Sulfate reducing bacteria can also oxidize methane anaerobically to form carbonate.
CH4 + SO42- = HCO3- + HS- + H2O.
This methane is formed by another group of chemotropic bacteria called methanogens produced from
decaying organic matter in the sea bed. The carbonate ion formed then reacts with highly electropositive
metals to form carbonates. Examples of sulphate reducing bacteria are Desulfotomaculum, Desulfosporosinus.
Spirillium disulfuricans. Reduction deposits are more widespread because reduction bacteria are more
abundant in nature and they have been found to survive in extreme environments such as the bottom of
ocean trenches, where there is high pressure and no oxygen. This process is also believed to play a major role
in the formation of banded iron deposits (BIF).

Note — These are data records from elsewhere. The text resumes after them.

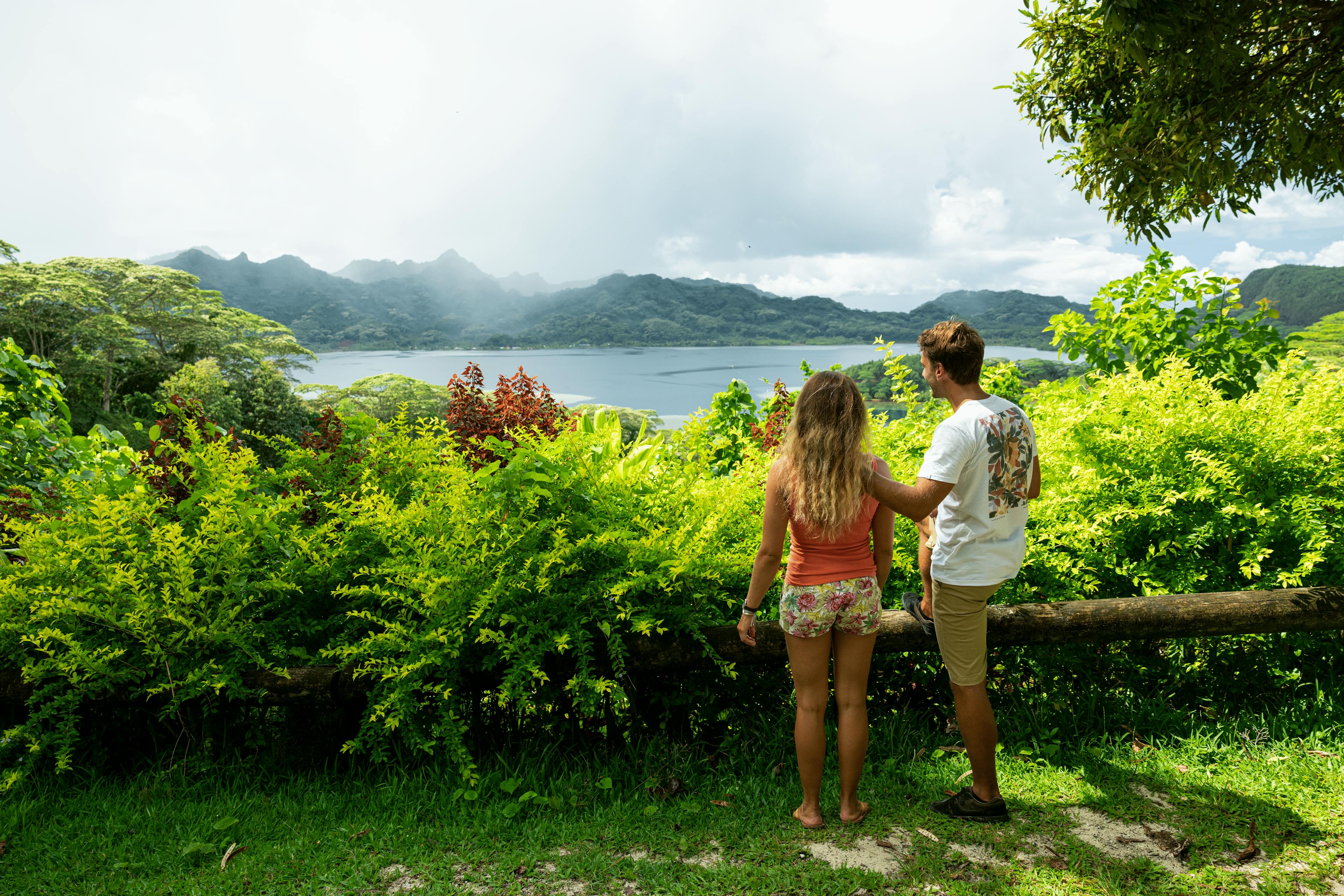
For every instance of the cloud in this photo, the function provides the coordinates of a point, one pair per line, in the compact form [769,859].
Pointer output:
[1332,256]
[1245,259]
[855,150]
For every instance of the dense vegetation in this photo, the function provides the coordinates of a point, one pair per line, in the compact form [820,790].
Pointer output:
[484,569]
[116,331]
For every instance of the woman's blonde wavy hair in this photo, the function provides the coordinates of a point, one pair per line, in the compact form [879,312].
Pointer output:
[824,453]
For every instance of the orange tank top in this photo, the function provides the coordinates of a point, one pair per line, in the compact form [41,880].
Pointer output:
[814,561]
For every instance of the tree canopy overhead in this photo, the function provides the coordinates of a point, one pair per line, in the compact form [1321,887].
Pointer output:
[1174,111]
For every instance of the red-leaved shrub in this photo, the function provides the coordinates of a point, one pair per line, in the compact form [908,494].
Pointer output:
[777,418]
[162,465]
[519,402]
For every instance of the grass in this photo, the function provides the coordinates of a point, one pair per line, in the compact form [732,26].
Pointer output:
[319,833]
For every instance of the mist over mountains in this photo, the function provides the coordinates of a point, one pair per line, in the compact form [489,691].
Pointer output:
[451,303]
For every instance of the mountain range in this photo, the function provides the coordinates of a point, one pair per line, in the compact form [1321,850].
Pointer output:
[452,303]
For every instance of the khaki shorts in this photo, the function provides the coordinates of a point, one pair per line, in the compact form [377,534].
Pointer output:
[959,620]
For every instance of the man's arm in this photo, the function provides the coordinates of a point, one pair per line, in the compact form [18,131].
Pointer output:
[916,502]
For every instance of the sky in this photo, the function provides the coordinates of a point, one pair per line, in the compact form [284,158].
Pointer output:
[847,150]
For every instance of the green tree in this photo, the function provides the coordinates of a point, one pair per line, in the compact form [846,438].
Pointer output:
[381,397]
[34,419]
[1181,111]
[1324,340]
[1162,312]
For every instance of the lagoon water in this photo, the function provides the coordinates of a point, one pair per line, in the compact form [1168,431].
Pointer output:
[674,382]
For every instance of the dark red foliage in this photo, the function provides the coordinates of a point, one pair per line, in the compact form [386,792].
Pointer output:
[328,435]
[328,468]
[777,418]
[163,467]
[21,506]
[519,403]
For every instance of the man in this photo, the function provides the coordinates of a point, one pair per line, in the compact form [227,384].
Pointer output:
[976,480]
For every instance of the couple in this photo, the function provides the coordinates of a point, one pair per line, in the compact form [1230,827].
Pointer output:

The role of reducing bacteria in formation of hydrocarbons is also very important as hydrocarbons are formed
by anaerobic decomposition of organic matter e.g. methane is formed by methanogens.
FACTORS INFLUENCING THE FORMATION OF BACTERIOGENIC DEPOSITS.
The factors that affect the formation of this type of deposit are Ph, Eh, Grain size of sediments, concentration
of dissolved oxygen, time, physical and chemical nature of the elements and compounds involved
(compounds that are easily hydrolysed in water are more strongly adsorbed to the surface of bacteria cells).
DISTINCTION BETWEEN BACTERIOGENIC DEPOSITS AND THOSE FROM OTHER SOURCES.
The major way of recognizing these deposits and distinguishing them from deposits formed by other processes
is by microtextural and isotopic analysis. Microscopic analysis of the rock is carried out to determine its
microtexture. Biogenic deposits usually have a large concentration of bacteria filaments and cocci which
branch extensively through the rock and gives the rock a fibrous texture when seen under the microscope. The
filaments can occur as straight, twisted, branching or dendritic in nature. Some of these bacteria filaments are
fragmented while others occur wholly. They usually have directed growth pattern parallel to sediment laminae
and they are made up of cylinders of Fe oxide. These filament morphologies can therefore be used as
biomarkers for bacteriogenic Fe oxide precipitation in rocks.
Isotopic analysis of sulphur is also used to distinguish these minerals. It has been found that there is large
variation in the spread of S34 in bacteriogenic sulphides which is not so for sulphides and sulphates from other
sources e.g. hydrothermal sulphides. This is said to be due to large scale bacteriogenic fractionation of sulphur
and the difference in migration rates between the heavy and light isotope (Jensen and Nakai, 2010).
Bacteriogenic sulphides are more enriched in S32 than the heavy isotope. It is believed that sulphur isotopes in
sulphate are reduced unidirectionally to sulphide and that the lighter isotope reacts 2% faster than the heavier
one.
Case study from the work of Jensen and Nakai (2010).
Hydrothermal dep.
Cu deposits of butte Montana
Newfoundland deposits in montana
Marysvale, Utah
Tintinc Distric in Utah.
Sed. Minerals
Dorchester Mine in Utah … Cu red Beds
Jackpile Mine in New Mexico…..Uranium sandstone deposits.
ECONOMIC IMPORTANCE
Bacteriogenic deposits are source of various useful metals such as Fe, Mn, Pb, As, S. examples of bacteriogenic
deposits are extensive bog iron found in Northern and Northeastern Europe, Petroleum in several parts of the
world, BIOs accumulation in Hard Rock Lab, Sweden.